In 2013 the property was liquidated to pay restitution to a local family, and as part of the clearing of the property, the giant and sign he was a part of, were dismantled and taken down. The giant was not seen as having any value, but the metal sign and pipe was to be used for scrap and the giant was hooked up to a
crane, and lowered to the ground. The huge pipe that supported the sign was in the giants left leg, however the Big Friend was laid down on his right site. Sadly the weight of the pipe cracked the legs and completely crushed the right arm. The chest literally shattered into pieces from the pressure, and the arm tore off. A shoe was lost in transit to the dump, and the giant was prepared for scrapping. Thankfully the local news did a story on it, and myself and others flooded the landfill with phone calls inquiring about the giant. At that point they realized that he was special, and a historic Texaco figure, and decided to save him. A few months later it was decided to donate him to the local museum in March of 2014, and he was trucked over and dumped on their back lot, with the big heavy pipe still in his leg.
The former big friend laid in pieces for the next two years, and was visited occasionally by muffler men enthusiasts, and visitors to the museum. We approached the museum in April of 2016 about purchasing and restoring the giant and after a few months the board notified us of their decision to sell him to us, and we were able to pick him up on October 7, 2016. Neto and I flew into Las Vegas the day before and rented a truck to haul him back east. We arrived early in
Pahrump, and what I thought would take us about a half hour turned into almost a 4 hour ordeal.

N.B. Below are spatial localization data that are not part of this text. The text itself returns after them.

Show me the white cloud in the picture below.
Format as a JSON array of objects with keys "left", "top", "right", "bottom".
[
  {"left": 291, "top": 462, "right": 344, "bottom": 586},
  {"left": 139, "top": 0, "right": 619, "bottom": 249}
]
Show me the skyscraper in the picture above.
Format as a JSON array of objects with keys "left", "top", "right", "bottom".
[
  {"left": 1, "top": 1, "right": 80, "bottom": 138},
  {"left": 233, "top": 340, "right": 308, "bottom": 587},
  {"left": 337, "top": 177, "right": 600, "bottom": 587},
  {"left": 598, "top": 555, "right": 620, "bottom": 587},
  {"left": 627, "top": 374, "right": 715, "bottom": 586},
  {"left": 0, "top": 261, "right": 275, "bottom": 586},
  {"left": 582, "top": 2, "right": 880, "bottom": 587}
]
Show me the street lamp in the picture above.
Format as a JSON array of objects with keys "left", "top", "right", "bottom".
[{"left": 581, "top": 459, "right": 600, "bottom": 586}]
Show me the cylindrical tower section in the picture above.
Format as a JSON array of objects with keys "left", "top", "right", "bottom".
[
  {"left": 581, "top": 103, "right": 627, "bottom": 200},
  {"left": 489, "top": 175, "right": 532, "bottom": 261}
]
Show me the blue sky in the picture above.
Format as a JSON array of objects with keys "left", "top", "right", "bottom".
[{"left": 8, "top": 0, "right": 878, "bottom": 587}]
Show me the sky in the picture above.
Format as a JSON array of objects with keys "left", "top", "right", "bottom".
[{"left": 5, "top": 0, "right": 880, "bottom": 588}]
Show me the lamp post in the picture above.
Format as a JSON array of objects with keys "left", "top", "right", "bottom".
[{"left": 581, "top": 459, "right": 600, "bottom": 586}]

The pipe had been removed for us by the museum, but what we didn’t account for was bird poop. The giant’s arm were literally full of bird poop, and after 20 years it was more like concrete. We were not able to lift the giant because of the weight and spent hours removing the poop and bones before we could lift the head and torso into the truck. I have worked extensively with regular muffler men and the Big Friends are much heavier. It was all Neto and I could do, to lift the legs and the torso into that truck. Texaco Big Friends are simply massive and he almost didn’t fit!
He was transported to Illinois for a restoration that will start summer 2017 and hopefully be completed sometime in 2019. The next step is to take the giant completely apart, and start identifying where each piece of fiberglass fits, it will be like putting together a puzzle on his chest. We will lay the broken fiberglass in all the holes and reconnect them. At that point we will be able to clearly see what pieces are still missing, and we will mold new pieces from an existing big friend. Our giant is completely missing his hat and left foot so those pieces will need to be made from scratch. We will have to take a mold from a current statue and then duplicate the part.
In addition to making new parts we will have to completely sand the giant down to the gelcoat and also repaint and detail him. It will be a huge undertaking but we are willing to put in the effort and money because of how rare he is. When I stood gazing up at the giant in 2012, I never dreamed we would own him one day, and have the opportunity to restore him. The places Muffler Men will take you……..
Joel Baker with the Pahrump Big Friend in May of 2014. Joel made 4 trips to Pahrump from 2011-2016, and eventually picked him up for restoration. We want to thank the Pahrump Valley Landfill for saving him, the Museum for catching our vision and selling him to us for restoration, and all of our fans and supporters who have encouraged us along the way!